WeCureUs

Documentation

The WeCureUs query interface returns population statistics over data contributed by people living with multiple sclerosis. This page explains what the dataset contains and how to read the results. The full legal terms are in the Data Use Agreement.

Getting started

First, register and accept the Data Use Agreement. You will receive an API key, shown exactly once. Then open the query builder, enter your API key, and build a query. Your key is held only in your browser session and is sent with each query you submit. The query builder requires a valid API key before any of the data schema or query controls are shown.

Direct API access is also available for programmatic and reproducible use. The query builder is a convenience layer over the same HTTP endpoints, which you can call yourself with your API key as a bearer token. See the API Reference for endpoints, request and response shapes, and curl examples.

What the dataset contains

The dataset is fully intersectional. Every question a participant has answered, every clinical record they have contributed, and every characteristic in their profile can be used to filter any query. There is no fixed list of permitted cross-references. If two things are present in the dataset, you can ask how they relate.

The scale is substantial and growing. Participants answer hundreds of data points across questionnaire modules spanning the dimensions of living with MS: symptoms, daily function, treatment, and the diagnostic experience. They also contribute clinical records directly, including radiology reports, lab results, and ancestry data. New modules and new participants are added over time, so the dataset is broader today than it was at launch and continues to grow.

Three types of data are queryable.

  • Questionnaire responses. Every question across all available modules. Question types are single-select, yes/no, year, numeric integer, and multi-select. Free-text responses are never aggregated or exposed.
  • Contributed records. Findings drawn from records participants contribute themselves: radiology findings (lesion location, contrast enhancement, overall trajectory, lesion count), lab results, and ancestry or genealogical data (including ancient steppe ancestry). Counts over records are always counts of distinct participants, never counts of records.
  • Participant characteristics. Profile dimensions established during enrollment: MS subtype, diagnosis year, birth year, biological sex, gender identity, postal code, and disease-modifying therapy (DMT) status.

Any type can filter any other. A cohort filter is a constraint drawn from any of these three types, and any query can carry one or more of them. You can request the distribution of a fatigue question among participants who contributed a radiology report showing a specific lesion location. You can request a lesion-location distribution among participants who answered a cognitive symptoms question a particular way. You can narrow any of this further by participant characteristics. Multiple filters combine, and each one narrows the cohort. The narrower the cohort, the more likely a result falls below the minimum threshold and is withheld or generalized, as described below.

For the exact request and response shapes, the available module and dimension identifiers, and worked examples in both directions, see the API Reference.
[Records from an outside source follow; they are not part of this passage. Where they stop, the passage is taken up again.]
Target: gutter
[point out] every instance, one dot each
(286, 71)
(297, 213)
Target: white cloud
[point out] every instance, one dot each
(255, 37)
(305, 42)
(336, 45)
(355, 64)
How multi-select counts work

For a multi-select question, each option count is the number of distinct participants who selected that option. A participant who selected several options is counted once in each of those option counts, but only once in the cohort size. Because of this, the option counts can add up to more than the cohort size, and that is expected.

K-anonymity and suppression

Every result is subject to a minimum cohort threshold. No result is returned for a cohort smaller than the threshold (currently five participants). When a whole result is withheld, the response marks it as suppressed and tells you the threshold in effect.

Within a result, any single answer chosen by fewer participants than the threshold is folded into a combined “below threshold” bucket rather than reported on its own. This protects participants who chose rare answers while preserving the rest of the distribution.

Generalization and precision

For some dimensions, when a cohort cannot be reported at exact precision, the system returns a coarser granularity rather than withholding the result entirely. Individual birth years may be reported as five-year or ten-year bands; numeric values may be reported as ranges.

When generalization has been applied, the result includes a precision note such as “Results reported at 5-year band granularity.” Do not treat generalized results as if they were exact-precision data.

Citing WeCureUs data

All published work that uses WeCureUs aggregate data must include attribution. The Data Use Agreement specifies the required language. At minimum, your citation should state that the data is sourced from the WeCureUs platform, is self-reported and not independently verified, and is subject to k-anonymity protections with the minimum cohort threshold in effect at the time of your query.

Suggested form:

Data sourced from the WeCureUs patient-driven health information platform (wecureus.com). Aggregate results are subject to k-anonymity protections with a minimum cohort threshold of [threshold at time of query]. Results represent self-reported participant data and have not been independently verified against clinical records.

See the Data Use Agreement for the full attribution, notification, and limitations requirements.